On 7 July it finally rained in Obbola. The rain came too late for the dried up lawn but probably saved a lot of flowers and bushes in our garden.

Hiking twice

On 8 July Annika and hiked twice. First round Grössjön together with guests from Germany, then just we two at the Kronören naturreservat. Grössjön is mostly forest and bogs (and a lot of mosquitoes) while Kronören is also open landscape by the sea.

Back to Tromsø

Ten days ago an 10 July I travelled back to Tromsø. Train Departure in Umeå 2:15 in the night, bus arrival in Tromsø was 17:30.

I felt cold and made a Covid test the next day. Bang – positive! Therefore I couldn’t take advantage of the beautiful summer weather in Tromsø but stayed home in bed the week.

I made some short hikes on the weekend but the weather was dull, foggy and rainy.

 

Summer paddling to lunch

Since last Friday we have summer home in Obbola, Sweden. Temperatures are round 25 °C (and higher in town) and the sky is mostly blue.
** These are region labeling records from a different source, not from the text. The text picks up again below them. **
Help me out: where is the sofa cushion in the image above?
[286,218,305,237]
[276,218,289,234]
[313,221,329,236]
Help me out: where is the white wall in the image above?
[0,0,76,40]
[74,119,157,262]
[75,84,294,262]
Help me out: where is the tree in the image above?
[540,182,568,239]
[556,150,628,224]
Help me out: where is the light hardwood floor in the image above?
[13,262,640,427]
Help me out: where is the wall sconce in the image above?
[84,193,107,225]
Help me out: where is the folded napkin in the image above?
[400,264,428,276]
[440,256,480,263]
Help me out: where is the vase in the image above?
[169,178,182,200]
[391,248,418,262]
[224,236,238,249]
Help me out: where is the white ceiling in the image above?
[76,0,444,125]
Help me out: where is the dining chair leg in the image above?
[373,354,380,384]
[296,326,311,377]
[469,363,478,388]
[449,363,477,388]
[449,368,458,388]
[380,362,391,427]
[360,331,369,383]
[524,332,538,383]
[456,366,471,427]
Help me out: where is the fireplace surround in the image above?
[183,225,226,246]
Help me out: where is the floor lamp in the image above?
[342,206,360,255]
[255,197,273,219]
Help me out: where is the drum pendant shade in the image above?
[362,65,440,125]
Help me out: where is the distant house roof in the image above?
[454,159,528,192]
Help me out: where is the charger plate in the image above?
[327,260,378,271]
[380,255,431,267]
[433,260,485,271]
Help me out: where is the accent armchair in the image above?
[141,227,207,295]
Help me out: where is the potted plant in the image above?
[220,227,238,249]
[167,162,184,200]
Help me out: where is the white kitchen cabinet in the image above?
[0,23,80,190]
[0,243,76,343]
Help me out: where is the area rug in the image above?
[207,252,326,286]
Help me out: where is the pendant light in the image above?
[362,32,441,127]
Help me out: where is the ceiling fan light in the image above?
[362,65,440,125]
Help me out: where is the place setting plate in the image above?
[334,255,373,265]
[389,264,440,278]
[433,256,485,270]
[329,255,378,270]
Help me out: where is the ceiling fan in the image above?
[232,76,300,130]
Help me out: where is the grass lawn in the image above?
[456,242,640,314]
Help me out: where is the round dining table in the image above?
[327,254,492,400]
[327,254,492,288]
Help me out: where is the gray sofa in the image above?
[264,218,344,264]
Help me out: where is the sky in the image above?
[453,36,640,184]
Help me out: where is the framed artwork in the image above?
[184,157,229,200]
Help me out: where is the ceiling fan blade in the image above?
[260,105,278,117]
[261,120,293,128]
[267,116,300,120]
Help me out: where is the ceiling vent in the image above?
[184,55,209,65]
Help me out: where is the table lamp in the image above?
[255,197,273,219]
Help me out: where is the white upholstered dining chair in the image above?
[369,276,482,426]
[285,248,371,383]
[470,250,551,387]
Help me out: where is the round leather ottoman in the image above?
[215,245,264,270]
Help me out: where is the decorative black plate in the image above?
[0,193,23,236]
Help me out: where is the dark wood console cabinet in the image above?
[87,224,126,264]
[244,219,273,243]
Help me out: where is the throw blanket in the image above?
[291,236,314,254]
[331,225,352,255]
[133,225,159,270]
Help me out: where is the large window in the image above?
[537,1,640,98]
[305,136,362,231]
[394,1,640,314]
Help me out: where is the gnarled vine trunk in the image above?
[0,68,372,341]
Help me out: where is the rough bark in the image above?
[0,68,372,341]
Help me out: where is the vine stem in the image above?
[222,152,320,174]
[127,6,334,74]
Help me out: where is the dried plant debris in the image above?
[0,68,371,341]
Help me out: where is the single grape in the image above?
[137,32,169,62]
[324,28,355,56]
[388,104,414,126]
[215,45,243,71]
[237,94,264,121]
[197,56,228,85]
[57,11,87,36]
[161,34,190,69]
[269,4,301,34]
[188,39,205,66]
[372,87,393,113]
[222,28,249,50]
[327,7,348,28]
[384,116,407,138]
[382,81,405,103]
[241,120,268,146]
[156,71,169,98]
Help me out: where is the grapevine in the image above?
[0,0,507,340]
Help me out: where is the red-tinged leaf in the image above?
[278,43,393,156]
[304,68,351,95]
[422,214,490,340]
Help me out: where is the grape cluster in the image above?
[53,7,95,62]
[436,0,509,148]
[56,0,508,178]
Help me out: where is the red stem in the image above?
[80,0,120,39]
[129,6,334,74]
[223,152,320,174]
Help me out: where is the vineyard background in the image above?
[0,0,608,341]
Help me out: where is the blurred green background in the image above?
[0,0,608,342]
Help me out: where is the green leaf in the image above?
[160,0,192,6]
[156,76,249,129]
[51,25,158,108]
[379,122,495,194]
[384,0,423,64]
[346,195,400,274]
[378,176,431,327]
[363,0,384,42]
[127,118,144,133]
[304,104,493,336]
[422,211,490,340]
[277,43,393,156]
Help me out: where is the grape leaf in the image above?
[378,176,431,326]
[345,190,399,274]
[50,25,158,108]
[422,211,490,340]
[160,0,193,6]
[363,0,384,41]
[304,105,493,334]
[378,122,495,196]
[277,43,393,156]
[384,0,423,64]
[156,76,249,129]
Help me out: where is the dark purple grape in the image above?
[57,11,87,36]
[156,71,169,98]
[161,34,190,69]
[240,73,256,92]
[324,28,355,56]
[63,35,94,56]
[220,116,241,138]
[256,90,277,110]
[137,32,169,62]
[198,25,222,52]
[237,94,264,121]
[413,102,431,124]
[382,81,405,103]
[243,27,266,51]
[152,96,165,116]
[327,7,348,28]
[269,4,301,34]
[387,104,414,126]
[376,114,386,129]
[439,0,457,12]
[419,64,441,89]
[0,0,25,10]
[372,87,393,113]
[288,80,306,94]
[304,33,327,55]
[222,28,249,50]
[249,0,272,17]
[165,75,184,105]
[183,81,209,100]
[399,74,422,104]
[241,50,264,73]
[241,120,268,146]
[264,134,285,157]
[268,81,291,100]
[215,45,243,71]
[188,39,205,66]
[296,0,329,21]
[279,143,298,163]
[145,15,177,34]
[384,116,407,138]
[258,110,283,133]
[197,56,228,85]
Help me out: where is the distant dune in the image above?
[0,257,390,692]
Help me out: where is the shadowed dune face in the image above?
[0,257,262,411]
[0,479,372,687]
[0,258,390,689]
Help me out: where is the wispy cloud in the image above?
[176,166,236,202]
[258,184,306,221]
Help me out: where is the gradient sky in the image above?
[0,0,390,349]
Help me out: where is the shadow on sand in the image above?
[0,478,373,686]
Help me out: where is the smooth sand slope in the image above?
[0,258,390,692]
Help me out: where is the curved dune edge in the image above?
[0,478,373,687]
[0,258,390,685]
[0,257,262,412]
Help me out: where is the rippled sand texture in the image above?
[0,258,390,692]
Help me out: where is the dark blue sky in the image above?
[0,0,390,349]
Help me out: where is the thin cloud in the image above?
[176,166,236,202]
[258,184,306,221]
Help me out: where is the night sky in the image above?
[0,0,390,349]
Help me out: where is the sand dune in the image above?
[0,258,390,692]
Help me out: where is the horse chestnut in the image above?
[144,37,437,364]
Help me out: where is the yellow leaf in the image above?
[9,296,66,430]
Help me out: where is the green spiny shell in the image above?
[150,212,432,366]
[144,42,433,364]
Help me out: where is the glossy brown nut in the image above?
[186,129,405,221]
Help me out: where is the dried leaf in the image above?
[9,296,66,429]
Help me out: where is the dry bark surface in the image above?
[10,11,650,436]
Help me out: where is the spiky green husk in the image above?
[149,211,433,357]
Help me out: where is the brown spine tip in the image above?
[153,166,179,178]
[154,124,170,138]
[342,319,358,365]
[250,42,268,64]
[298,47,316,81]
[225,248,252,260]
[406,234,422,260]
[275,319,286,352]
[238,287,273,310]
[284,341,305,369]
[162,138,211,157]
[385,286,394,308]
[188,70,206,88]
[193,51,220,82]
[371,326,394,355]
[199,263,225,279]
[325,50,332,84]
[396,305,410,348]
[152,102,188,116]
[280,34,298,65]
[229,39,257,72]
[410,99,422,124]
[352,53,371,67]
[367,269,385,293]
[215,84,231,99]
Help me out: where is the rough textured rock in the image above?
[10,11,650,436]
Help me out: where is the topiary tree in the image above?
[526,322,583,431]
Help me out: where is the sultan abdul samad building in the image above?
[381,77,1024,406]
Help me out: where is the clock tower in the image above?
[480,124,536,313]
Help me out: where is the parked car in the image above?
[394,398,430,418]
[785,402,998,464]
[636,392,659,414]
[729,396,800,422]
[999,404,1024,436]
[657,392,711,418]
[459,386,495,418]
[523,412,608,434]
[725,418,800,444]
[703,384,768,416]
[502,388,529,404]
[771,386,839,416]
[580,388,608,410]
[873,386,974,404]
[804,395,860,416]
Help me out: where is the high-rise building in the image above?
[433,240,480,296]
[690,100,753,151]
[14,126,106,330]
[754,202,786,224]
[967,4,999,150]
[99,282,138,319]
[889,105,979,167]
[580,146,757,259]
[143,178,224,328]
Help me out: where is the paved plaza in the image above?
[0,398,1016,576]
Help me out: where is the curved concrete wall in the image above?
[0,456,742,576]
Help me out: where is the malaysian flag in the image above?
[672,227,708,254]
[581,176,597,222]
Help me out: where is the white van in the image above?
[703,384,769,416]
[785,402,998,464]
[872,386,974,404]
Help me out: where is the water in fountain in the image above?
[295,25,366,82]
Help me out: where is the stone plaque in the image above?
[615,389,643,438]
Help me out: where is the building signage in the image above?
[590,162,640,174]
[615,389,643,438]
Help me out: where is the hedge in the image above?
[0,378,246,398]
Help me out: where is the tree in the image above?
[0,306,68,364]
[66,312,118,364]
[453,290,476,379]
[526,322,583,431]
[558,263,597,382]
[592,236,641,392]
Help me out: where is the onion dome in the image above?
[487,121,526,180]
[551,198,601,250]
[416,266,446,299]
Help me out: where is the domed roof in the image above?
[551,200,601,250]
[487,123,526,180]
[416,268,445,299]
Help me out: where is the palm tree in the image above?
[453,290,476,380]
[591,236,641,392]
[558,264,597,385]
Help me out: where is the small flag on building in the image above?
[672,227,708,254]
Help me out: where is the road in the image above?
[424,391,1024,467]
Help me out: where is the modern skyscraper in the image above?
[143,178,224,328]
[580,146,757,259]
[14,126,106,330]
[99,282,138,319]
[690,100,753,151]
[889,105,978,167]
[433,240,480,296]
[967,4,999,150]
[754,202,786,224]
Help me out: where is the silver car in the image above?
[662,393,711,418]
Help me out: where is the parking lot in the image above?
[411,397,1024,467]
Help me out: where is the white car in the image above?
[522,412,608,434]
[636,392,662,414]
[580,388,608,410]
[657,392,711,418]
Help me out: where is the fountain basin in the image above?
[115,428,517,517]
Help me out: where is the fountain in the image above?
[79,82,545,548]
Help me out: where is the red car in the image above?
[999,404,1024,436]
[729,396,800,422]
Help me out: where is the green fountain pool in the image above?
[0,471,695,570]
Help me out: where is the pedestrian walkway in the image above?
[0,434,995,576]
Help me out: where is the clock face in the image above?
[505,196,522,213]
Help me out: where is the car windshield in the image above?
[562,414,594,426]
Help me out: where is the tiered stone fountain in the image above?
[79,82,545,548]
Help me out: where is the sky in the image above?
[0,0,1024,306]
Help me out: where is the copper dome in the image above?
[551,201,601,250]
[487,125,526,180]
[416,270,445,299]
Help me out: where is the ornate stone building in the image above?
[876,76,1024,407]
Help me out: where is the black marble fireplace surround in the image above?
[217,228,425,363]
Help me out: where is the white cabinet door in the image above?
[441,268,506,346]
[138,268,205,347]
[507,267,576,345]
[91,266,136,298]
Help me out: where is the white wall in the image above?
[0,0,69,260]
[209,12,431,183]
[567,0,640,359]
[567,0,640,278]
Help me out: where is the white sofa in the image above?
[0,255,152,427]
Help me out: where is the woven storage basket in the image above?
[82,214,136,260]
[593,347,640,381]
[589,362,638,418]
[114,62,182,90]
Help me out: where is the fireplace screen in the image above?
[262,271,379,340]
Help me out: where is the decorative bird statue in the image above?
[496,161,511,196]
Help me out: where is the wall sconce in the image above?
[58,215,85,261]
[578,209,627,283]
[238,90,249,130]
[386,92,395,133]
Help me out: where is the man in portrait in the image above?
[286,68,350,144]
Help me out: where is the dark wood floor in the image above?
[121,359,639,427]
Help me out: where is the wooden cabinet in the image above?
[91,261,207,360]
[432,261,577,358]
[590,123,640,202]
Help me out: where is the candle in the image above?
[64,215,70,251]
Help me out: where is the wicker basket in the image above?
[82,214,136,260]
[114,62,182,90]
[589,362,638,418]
Today it was sunny again. Although working I finally managed to paddle to the beach Bredviks havsbad and eat lunch there. Tour–retour it is about 7 km and since the weather was very calm it was easy to paddle there.  I paddled in shorts and t-shirt but it was still almost too warm. At the beach I took a bath to cool down while waiting for Nouri’s tasty Pinchos.

 

After work promenade to the Keiptuva

38.5 km by car, 5.5 km by foot. Some hundred metres in altitude. Warm and windy weather. Forests, slopes, shallow bogs, mountain paths, water to ford, flowers, snow fields, lakes, tundra, rocks, views to the mountains of Kvaløya, the fjord, the open sea and Greenland. OK, cross out the last point. Anyhow, quite much for a short after work promenade.

Spring day in Tromsø

After weeks of snowfall and cold rain some kind of spring came to Tromsø. Main feature: several hours of sunshine and two-digit temperatures. I take a promenade and see tussilago and primroses  blooming almost everywhere.

When you however do not crouch on the ground for taking photos of flowers but go to the beach and look west you see that winter is still remaining in the mountains. At least from the distance their peaks look as white and pure as weeks ago.

This article should have been published on Saturday, two days ago, but I was sick and slept a lot the whole weekend.

Now cloudy weather and temperatures round 3 °C have returned to Tromsø. Business as usual?